Au moment où je visitais cette exposition au Conseil de l’Europe, il y avait une polémique en France autour d'un humoriste négationniste. Morceau choisi de ce que cet humoriste dit lors dans ses spectacles : « Moi je ne prends pas partie, pendant la guerre, entre Juifs et Allemands… Qui a volé qui ? j’ai ma petite idée… » Des propos qui ne peuvent que susciter l’indignation, voire même la colère, quoiqu'on pense de la réponse politique et juridique à apporter. Et pourtant, devant ces photographies, cette colère disparaissait, n’avait plus aucun poids. Car la force de ces images, qui donnent à entendre le silence le plus absolu, écrase tout, et donne à l’Europe tout le poids de sa mémoire.

Comment ignorer, en plein Palais de l’Europe, que c’est bien, avec Auschwitz, de la mémoire européenne tout entière qu’il est question ? car cet événement ne détermine pas seulement ce qui vient après lui, les 70 années qui nous séparent de la libération des camps ; il rayonne sur toute l’histoire, l’histoire universelle, et donne à penser tout autant notre passé que notre avenir. Car l’Allemagne, désormais, est notre ami indéfectible, celui sans qui l'Europe ne pourrait avancer. Robert Schuman l’avait bien compris, qui ouvrait son discours du 9 mai 1950 par ses quelques mots : « En se faisant depuis plus de vingt ans le champion d'une Europe unie, la France a toujours eu pour objet essentiel de servir la paix. L'Europe n'a pas été faite, nous avons eu la guerre. / L'Europe ne se fera pas d'un coup, ni dans une construction d'ensemble : elle se fera par des réalisations concrètes créant d'abord une solidarité de fait. Le rassemblement des nations européennes exige que l'opposition séculaire de la France et de l'Allemagne soit éliminée. L'action entreprise doit toucher au premier chef la France et l'Allemagne. » La solidarité dont il était question, bien sûr, consistait en une solidarité économique, une solidarité de « production » : « La solidarité de production qui sera ainsi nouée manifestera que toute guerre entre la France et l'Allemagne devient non seulement impensable, mais matériellement impossible. » Pourquoi ces paroles, célébrissimes, me sont-elles revenues alors que je parcourais cette exposition ? Parce que Robert Schuman fut l’un des responsables politiques les plus immédiatement conscients de l’effroyable catastrophe qui touchait le peuple juif, dès 1942.

Dom Pierre Basset, L’abbé de l’abbaye Saint-Martin de Lugaget, près de Poitiers, rapporte une stupéfiante conversation avec Robert Schuman, datée de juillet 1942. L’abbaye de Lugaget était alors une étape importante pour le passage (ou l’évasion) de la ligne de démarcation entre zone occupée et zone libre. Or, Schuman passe cette ligne le 13 août 1942 à 50 km de Poitiers, à Montmorillon, non loin de Lugaget, où il s’était caché à partir du 3 août au terme d’un étonnant périple. Malgré le fait que l’abbaye fût étroitement surveillée par les autorités allemandes installées à la Mairie de Ligugé, c’est donc le 3 août que la femme du Préfet-Délégué de la Vienne conduit l’évadé de Neustadt, recherché par toutes les polices allemandes, en voiture à l’abbaye. A l’arrivée, c’est la première rencontre avec Dom Pierre Basset, figure centrale des activités résistantes de l’abbaye : Robert Schuman y sera donc caché jusqu’au franchissement clandestin de la ligne de démarcation à Montmorillon.

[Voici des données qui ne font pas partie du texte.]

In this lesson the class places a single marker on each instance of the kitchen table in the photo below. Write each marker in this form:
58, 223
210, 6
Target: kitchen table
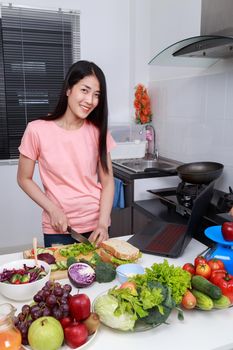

Pendant les 10 jours de « pensionnat », l’abbé et l’avocat parleront chaque jour, et le premier notera avec une étonnante précision les propos du grand homme qu’il cachait. Robert Schuman lui dira en avril 1948, lorsque, Président du Conseil, il lui remettra personnellement la légion d’honneur : « Vous veniez me voir longuement chaque jour et jamais vous ne repartiez sans me laisser les paroles qui m’étaient la mesure de la paix. Dans cette atmosphère religieuse que j’ai partagée avec vous, j’ai trouvé le réconfort et les forces qui m’ont permis de conduire les actes de ma vie. » C’est dire l’importance de ces conversations. Or, je le disais, l’une d’elle est stupéfiante. En effet, Schuman souligne alors à Dom Basset que « les Juifs sont systématiquement exterminés » ; qu’il « n’y a plus de Juifs en Ukraine. Hommes, femmes, et enfants ont été séparés et enlevés », « transportés vers des camps de concentration », souvent « sans eau et sans nourriture », « laissés pour morts de faim et de froid ». Il mentionne des méthodes qu’on reconnaît maintenant être celle des Einsatzgruppen et de l’extermination « par balles ». C’est sans doute là l’un des premiers témoignages attestés de ce qui se joue en Europe de l’Est. 

Que l’homme qui prononça le discours fondateur du 9 mai fût si précocement parfaitement conscient de la tragédie qui touchait le peuple Juif, l’extermination (et non pas seulement les persécutions dont on pouvait s’aviser dès 1933), voilà une information qui donne tout son sens à l’objectif de réconciliation qui était celui du discours. Se réconcilier avec l’Allemagne, ce n’est pas oublier, mais préserver l’Europe de l’inhumanité, celle de la revanche. On sait que la rhétorique hitlérienne reposait sur le traité de Versailles et l’humiliation subie alors par l’Allemagne. En investissant le plan économique pour reconstruire une amitié durable, Schuman rusait : les intérêts bien compris seraient un socle plus solide que la croyance dans la bonté humaine, croyance ébranlée dès 1942, lorsqu’il rapportait les atrocités de l’extermination « par balles » au Père Basset.

Cependant, le grand chrétien qu’était Schuman ne pouvait aussi que croire dans cette bonté, espérer dans l’avenir, dans l’homme. J’ai vu la réalisation de cet espoir dans ce regard d’étudiant sur le camp d’Auschwitz. En le croisant à celui, incroyablement précoce, de Schuman sur les prémisses de l’extermination, on saisit à quel point l’Europe est encore hantée par cette mémoire, et à quel point elle doit l’affronter, la faire sienne, la questionner inlassablement, sans oublier de construire, et sans l’oublier. Au contraire, elle doit répondre à cette mémoire, et c’est en lui répondant qu’elle en répondra.

Florence Gabay

 

 

 

 

 

 

 

 

 

 

 

 

 

​Elie Wiesel et l’homme découpé (07/21/2016https://www.lecourrierdekinshasa.com/node/53846/workflow)

Elie Wiesel vient de mourir. Nous l’avions invité, il y a deux semaines, à participer à un dîner caritatif que je co-organisais. Il ne pouvait venir, mais nous a laissé un mot admirable que je me suis chargée de lire.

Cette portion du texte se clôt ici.